From raspberry cordial to the ‘green flash’
Ref: Happy staff at Hurley Bendon, Papatoetoe, 1964, photograph reproduced courtesy of Fairfax Media, South Auckland Research Centre, Auckland Libraries, Footprints 00071.
I was looking through the new publication Real modern : everyday New Zealand in the 1950s and 1960s when I saw the tea towel.
Memories came flooding back. My sister and I trapped in the small space of the dark décor in our 1970s kitchen. Doing the dishes. Who gets to dry? Who has to wash? Who decides?
In 2013 our family moved into a house with no dishwasher. Great, I thought, now my teenagers can get to lead real lives, they will have to do the dishes. They will have to interact with their parents in a new and inventive way; they will have to talk to each other.
Ref: Souvenir tea towel of Mt Egmont (Mt Taranaki), c.1960, Maylin, Ireland, gift of Angela Lassig 2010. Image reproduced courtesy of Te Papa Press.
It’s been okay, the person drying tries to leave them on the rack so they don’t have to do as much work. Hmmmmm. One of the washers does a half-pie job. But they do have to talk, they do complain sometimes, but that’s okay too.
I grew up in an ex-state house at 97A Parore Street Extn. Dargaville. A cul-de-sac with a long driveway to our place down the back. All the young kids would hang out, drift from one house to another playing, while our mothers washed clothes in ringer washing machines, cooked in kitchens with formica benchtops, and drank cups of Nescafé coffee at the neighbours. There was always a flagon of raspberry cordial in the fridge.
Ref: Street scene, Hayward Road, Papatoetoe, 1964, photograph reproduced courtesy of Papatoetoe Historical Society, South Auckland Research Centre, Auckland Libraries, Footprints 02298.
The smell of the lawn being mown, playing bullrush in the gully, plum trees, red plums, yellow plums…
Ref: Moved by a mower, Papatoetoe, 1968, photograph reproduced courtesy of Fairfax Media, South Auckland Research Centre, Auckland Libraries, Footprints 00095.

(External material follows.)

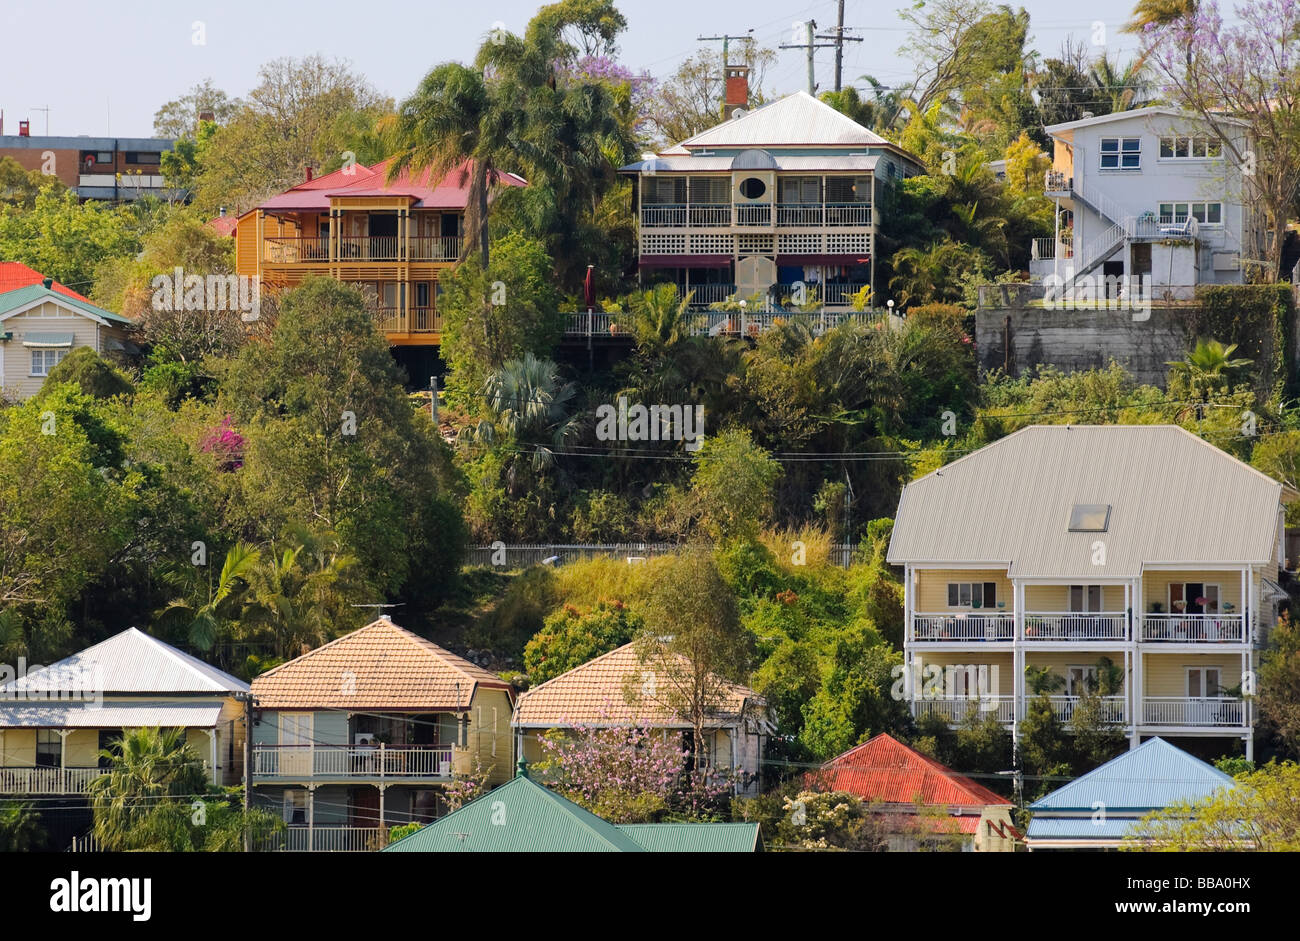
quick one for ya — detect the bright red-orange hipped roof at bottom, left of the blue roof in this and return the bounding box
[810,733,1011,807]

My father used to work as a milk tanker driver at the Northland Dairy Factory. He loved his job, out on the road, no boss looking over his shoulder. Beers on a Friday night. To celebrate his 50th birthday his workmates came around and put a hāngi down in the backyard at home. Mr Pou brought round his rēwana bread, it tasted really good.
Ref: David John Shaw, Christmas hāngi, Kawakawa Bay, 1965, South Auckland Research Centre, Auckland Libraries, Footprints 11.

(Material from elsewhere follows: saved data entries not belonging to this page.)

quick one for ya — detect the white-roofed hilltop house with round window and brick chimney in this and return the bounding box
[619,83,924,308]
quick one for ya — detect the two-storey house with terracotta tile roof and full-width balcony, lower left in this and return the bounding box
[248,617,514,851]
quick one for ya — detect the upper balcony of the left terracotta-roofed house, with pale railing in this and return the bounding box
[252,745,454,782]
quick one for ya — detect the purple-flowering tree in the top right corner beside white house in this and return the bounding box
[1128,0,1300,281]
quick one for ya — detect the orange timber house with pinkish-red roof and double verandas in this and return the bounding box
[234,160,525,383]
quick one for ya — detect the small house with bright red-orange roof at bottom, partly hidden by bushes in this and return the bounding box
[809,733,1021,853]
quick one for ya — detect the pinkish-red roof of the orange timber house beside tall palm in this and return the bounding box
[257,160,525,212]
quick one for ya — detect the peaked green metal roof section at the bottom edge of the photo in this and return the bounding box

Now and again we would take a trip down to the ‘Big Smoke’. We came to take a look at the flea market at Cook Street, to visit family and a couple of times to go to the Easter Show, magic. My parents always had a fear of driving on the motorway, of taking the wrong off ramp, getting lost in Auckland. But when I was in the back of the car, driving towards the off ramps of Auckland I never had a fear of getting lost. I don’t mind getting lost; it’s a good way to find your way around.

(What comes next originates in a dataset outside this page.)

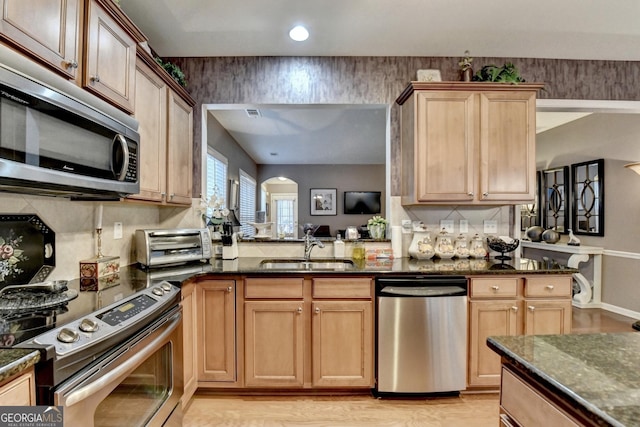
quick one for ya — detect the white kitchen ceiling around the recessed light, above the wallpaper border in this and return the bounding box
[121,0,640,61]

Just in the same way that you always get to where you’re going.
Ref: Raymond Pegeuro, Making a motorway, Manurewa, 1960, South Auckland Research Centre, Auckland Libraries, Footprints 02991.
My teenage years coincided more closely with the 1980s, but the feel of the late ‘60s and the ‘70s was still evident on the streets of Auckland. You could see it at the university, in the style of student dress, in the willingness of people to protest about social issues, and in the air, the sense of freedom.
My sense of freedom came from riding on the back of a friend’s motorbike on a country road, zooming out to the beach to catch the ‘green flash’ at sunset.
Ref: Trevor Penman, Youths outside the Papatoetoe Town Hall, c1965, photograph reproduced courtesy of Papatoetoe Historical Society, South Auckland Research Centre, Auckland Libraries, Footprints 02565.
When I saw the tea towel in this book, it took me back to my childhood home. When I saw these photographs from Footprints in this book, it made me appreciate that similar experiences were shared by a whole generation. Long live raspberry cordial.